SEBI Stewardship Code: The Way Ahead

[By Hansaja Pandya]

The author is a student at the Gujarat National Law University.

Stewardship is defined as the art of conducting, supervising, or managing of something entrusted to one’s care. The Stewards of commercial markets are institutional investors like the pension funds, mutual funds, insurance companies, asset management companies, investment advisors etc. They shoulder a responsibility to exercise their rights as shareholders of investee companies in order to ensure that their client’s money invested in various companies yields beneficial returns and the investee company does not mis-handle the money.

Hence, Securities and Exchange Board of India (SEBI) recently promulgated the Stewardship Code, 20191 (SEBI Code) for institutional investors in India. It sets out the principles that enhance investor engagement and transparency and define their ownership and governance responsibilities. It is expected that the SEBI Code will automatically check and balance the system of corporate governance and allow institutional investors to engage with the investee company in circumstances of poor financial performance of the company, corporate governance related practices, remuneration, strategy, risks, leadership issues and litigation. But these ambitious goal might not see the light of the day, because the SEBI Code is completely based on the United Kingdom Stewardship Regime.

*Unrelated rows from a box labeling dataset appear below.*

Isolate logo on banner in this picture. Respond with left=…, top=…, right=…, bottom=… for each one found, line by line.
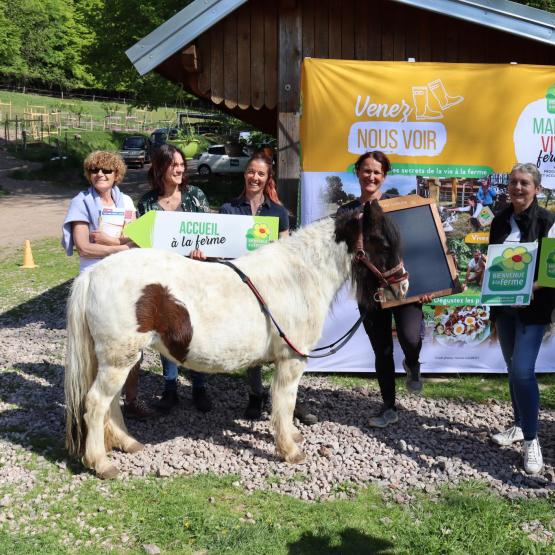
left=348, top=79, right=464, bottom=156
left=489, top=247, right=532, bottom=291
left=547, top=251, right=555, bottom=279
left=513, top=85, right=555, bottom=189
left=246, top=224, right=270, bottom=251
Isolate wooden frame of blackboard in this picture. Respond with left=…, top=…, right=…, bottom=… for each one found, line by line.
left=380, top=195, right=462, bottom=308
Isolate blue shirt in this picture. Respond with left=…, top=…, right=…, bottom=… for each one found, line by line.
left=220, top=195, right=289, bottom=233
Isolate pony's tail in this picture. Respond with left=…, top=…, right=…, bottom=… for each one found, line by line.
left=64, top=272, right=98, bottom=458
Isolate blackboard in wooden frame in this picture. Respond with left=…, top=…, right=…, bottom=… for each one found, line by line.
left=380, top=195, right=461, bottom=308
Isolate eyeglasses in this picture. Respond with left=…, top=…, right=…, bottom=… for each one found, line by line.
left=89, top=168, right=114, bottom=175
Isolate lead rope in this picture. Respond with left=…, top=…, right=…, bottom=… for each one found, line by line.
left=209, top=258, right=367, bottom=358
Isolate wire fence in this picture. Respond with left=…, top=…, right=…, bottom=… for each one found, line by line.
left=0, top=112, right=175, bottom=150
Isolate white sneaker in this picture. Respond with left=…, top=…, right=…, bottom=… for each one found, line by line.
left=491, top=426, right=524, bottom=446
left=524, top=438, right=543, bottom=474
left=368, top=409, right=399, bottom=428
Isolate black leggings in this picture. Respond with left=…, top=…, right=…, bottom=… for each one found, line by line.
left=359, top=303, right=422, bottom=408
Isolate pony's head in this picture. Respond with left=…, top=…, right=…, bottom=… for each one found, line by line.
left=335, top=200, right=409, bottom=308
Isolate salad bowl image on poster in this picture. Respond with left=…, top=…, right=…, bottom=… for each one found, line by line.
left=433, top=305, right=491, bottom=346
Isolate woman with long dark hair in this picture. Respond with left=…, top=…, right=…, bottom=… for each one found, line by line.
left=220, top=152, right=318, bottom=425
left=489, top=164, right=555, bottom=474
left=337, top=150, right=430, bottom=428
left=138, top=144, right=212, bottom=412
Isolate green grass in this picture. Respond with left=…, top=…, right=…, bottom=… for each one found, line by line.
left=9, top=131, right=144, bottom=185
left=0, top=239, right=79, bottom=318
left=0, top=474, right=555, bottom=555
left=0, top=91, right=176, bottom=122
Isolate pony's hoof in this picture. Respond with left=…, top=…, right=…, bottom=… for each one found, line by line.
left=125, top=441, right=145, bottom=454
left=292, top=430, right=304, bottom=443
left=96, top=464, right=119, bottom=480
left=285, top=450, right=306, bottom=464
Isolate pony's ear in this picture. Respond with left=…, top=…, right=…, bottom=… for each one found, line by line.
left=335, top=210, right=360, bottom=252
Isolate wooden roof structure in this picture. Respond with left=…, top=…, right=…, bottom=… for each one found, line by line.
left=127, top=0, right=555, bottom=213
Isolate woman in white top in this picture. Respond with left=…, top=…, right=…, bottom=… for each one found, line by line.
left=62, top=150, right=154, bottom=419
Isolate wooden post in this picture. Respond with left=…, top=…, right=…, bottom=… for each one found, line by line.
left=277, top=0, right=302, bottom=226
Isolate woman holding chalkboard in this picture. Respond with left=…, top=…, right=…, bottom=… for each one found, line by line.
left=337, top=150, right=429, bottom=428
left=137, top=144, right=212, bottom=413
left=489, top=164, right=555, bottom=474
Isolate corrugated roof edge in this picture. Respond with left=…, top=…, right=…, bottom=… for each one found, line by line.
left=125, top=0, right=247, bottom=75
left=125, top=0, right=555, bottom=75
left=394, top=0, right=555, bottom=46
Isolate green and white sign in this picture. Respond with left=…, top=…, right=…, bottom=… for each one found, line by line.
left=123, top=210, right=279, bottom=258
left=538, top=237, right=555, bottom=287
left=480, top=243, right=538, bottom=305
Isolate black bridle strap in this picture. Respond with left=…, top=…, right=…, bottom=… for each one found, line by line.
left=209, top=258, right=366, bottom=358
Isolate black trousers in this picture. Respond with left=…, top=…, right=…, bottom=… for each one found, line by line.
left=359, top=303, right=422, bottom=408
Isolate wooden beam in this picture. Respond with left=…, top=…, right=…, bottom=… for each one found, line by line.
left=277, top=0, right=302, bottom=225
left=181, top=44, right=199, bottom=73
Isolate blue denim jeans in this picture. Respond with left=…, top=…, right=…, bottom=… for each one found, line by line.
left=495, top=308, right=545, bottom=441
left=160, top=355, right=206, bottom=390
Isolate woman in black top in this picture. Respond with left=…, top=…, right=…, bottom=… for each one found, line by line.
left=220, top=152, right=318, bottom=425
left=489, top=164, right=555, bottom=474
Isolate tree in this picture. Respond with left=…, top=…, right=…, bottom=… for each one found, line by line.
left=0, top=0, right=91, bottom=88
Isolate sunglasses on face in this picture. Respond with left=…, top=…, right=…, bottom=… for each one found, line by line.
left=89, top=168, right=114, bottom=175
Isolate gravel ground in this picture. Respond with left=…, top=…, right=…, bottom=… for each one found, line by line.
left=0, top=304, right=555, bottom=504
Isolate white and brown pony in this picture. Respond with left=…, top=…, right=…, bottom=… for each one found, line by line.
left=65, top=202, right=406, bottom=478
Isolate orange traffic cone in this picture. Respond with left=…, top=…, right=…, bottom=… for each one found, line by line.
left=20, top=239, right=37, bottom=268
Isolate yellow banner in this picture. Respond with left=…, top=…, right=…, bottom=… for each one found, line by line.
left=301, top=58, right=555, bottom=185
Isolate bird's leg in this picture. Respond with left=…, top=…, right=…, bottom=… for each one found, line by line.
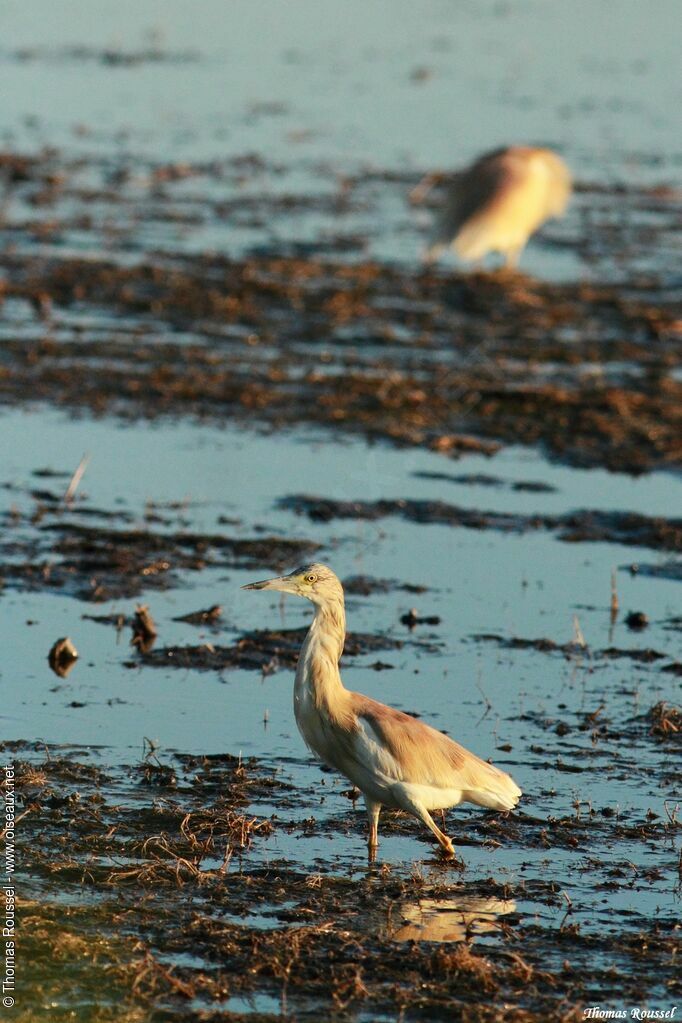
left=365, top=796, right=381, bottom=862
left=410, top=803, right=455, bottom=858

India has straightaway transposed the UK style Stewardship Code2 without giving much thought about the difference in the  corporate structures and motivations behind ensuring good governance practices. India has a concentrated shareholding structure wherein majority stakes are held by the promoters and their family members. UK on the other hand has a dispersed shareholding structure which allows institutional investors to hold significant share ina company and participate in corporate governance measures. In india, however, due to insignificant holding of institutional investors, their voices will be seldom heard.

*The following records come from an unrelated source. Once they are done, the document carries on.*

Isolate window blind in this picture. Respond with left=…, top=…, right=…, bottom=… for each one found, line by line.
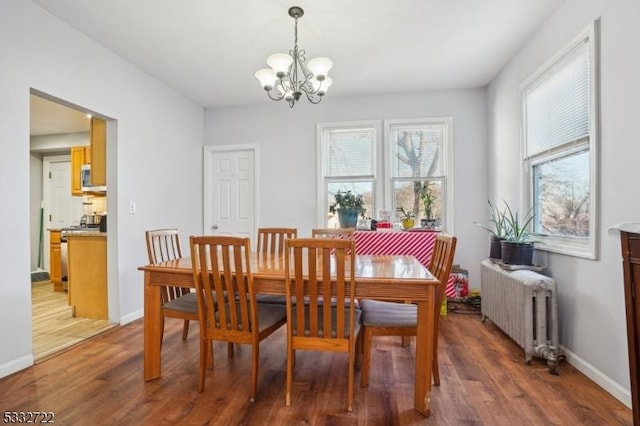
left=525, top=38, right=591, bottom=157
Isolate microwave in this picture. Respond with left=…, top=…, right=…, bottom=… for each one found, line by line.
left=80, top=164, right=107, bottom=192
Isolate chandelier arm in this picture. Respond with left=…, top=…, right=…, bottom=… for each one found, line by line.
left=304, top=90, right=324, bottom=105
left=267, top=87, right=284, bottom=101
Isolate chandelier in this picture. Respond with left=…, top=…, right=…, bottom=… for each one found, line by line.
left=255, top=6, right=333, bottom=108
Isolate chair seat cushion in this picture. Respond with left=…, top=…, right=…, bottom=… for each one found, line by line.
left=162, top=293, right=198, bottom=313
left=256, top=294, right=360, bottom=309
left=216, top=302, right=287, bottom=332
left=289, top=306, right=362, bottom=337
left=360, top=299, right=418, bottom=328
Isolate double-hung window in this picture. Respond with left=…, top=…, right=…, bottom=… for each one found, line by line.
left=317, top=118, right=453, bottom=230
left=522, top=22, right=598, bottom=259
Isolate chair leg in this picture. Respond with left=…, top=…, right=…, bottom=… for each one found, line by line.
left=347, top=341, right=356, bottom=411
left=198, top=338, right=213, bottom=392
left=250, top=342, right=260, bottom=402
left=360, top=327, right=373, bottom=388
left=353, top=330, right=363, bottom=370
left=284, top=342, right=295, bottom=407
left=182, top=320, right=189, bottom=340
left=207, top=340, right=213, bottom=370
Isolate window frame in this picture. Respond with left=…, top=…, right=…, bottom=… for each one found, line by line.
left=383, top=117, right=454, bottom=233
left=316, top=117, right=454, bottom=232
left=520, top=20, right=600, bottom=260
left=316, top=120, right=383, bottom=228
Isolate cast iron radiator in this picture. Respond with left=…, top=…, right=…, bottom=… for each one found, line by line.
left=480, top=259, right=558, bottom=374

Furthermore, the stewardship goals of India and UK are very different. UK law focuses on Enhancing Shareholder Value (ESV Principle)3 stating that the ultimate objective of shouldering stewardship responsibilities is to ensure protection of the interests of the ultimate beneficiaries of institutional investors and thereby ensure ultimate prosperity and welfare. Transposition of such a UK-style stewardship model is not suitable in India because India has a pluralistic corporate structure that focuses on interest of all stakeholders and not only the beneficiaries of institutional investors. For instance, the Indian regulatory and legislative practices resonate a broader and more inclusive corporate environment as provided under section 166 of the Companies Act, 2013 which emphasizes on the fiduciary duties of the director4 to,

“act in good faith promote the objects of the company for the benefit of its members as a whole, and in the best interests of the company, its employees, the shareholders, the community and for the protection of environment.”

 Further the provisions of Corporate Social Responsibility (CSR) in the Companies Act, 2013 suggests heavy inclination towards the inclusive stakeholder approach that aims to benefit the society at large and not only the beneficiaries of institutional investors. It can be said that the Indian stewardship regime,

“…mistakenly concentrates monitoring in the hands of shareholders, where other stakeholders may have greater incentive to monitor, thereby unnecessarily relegating the importance of other stakeholders…”5

In an attempt to imitate UK Stewardship regime, the SEBI Stewardship Code has wrongly laid emphasis on benefiting the beneficiaries of institutional investors, without giving a second thought about the inconsistencies it would produce in the Indian corporate governance scenario.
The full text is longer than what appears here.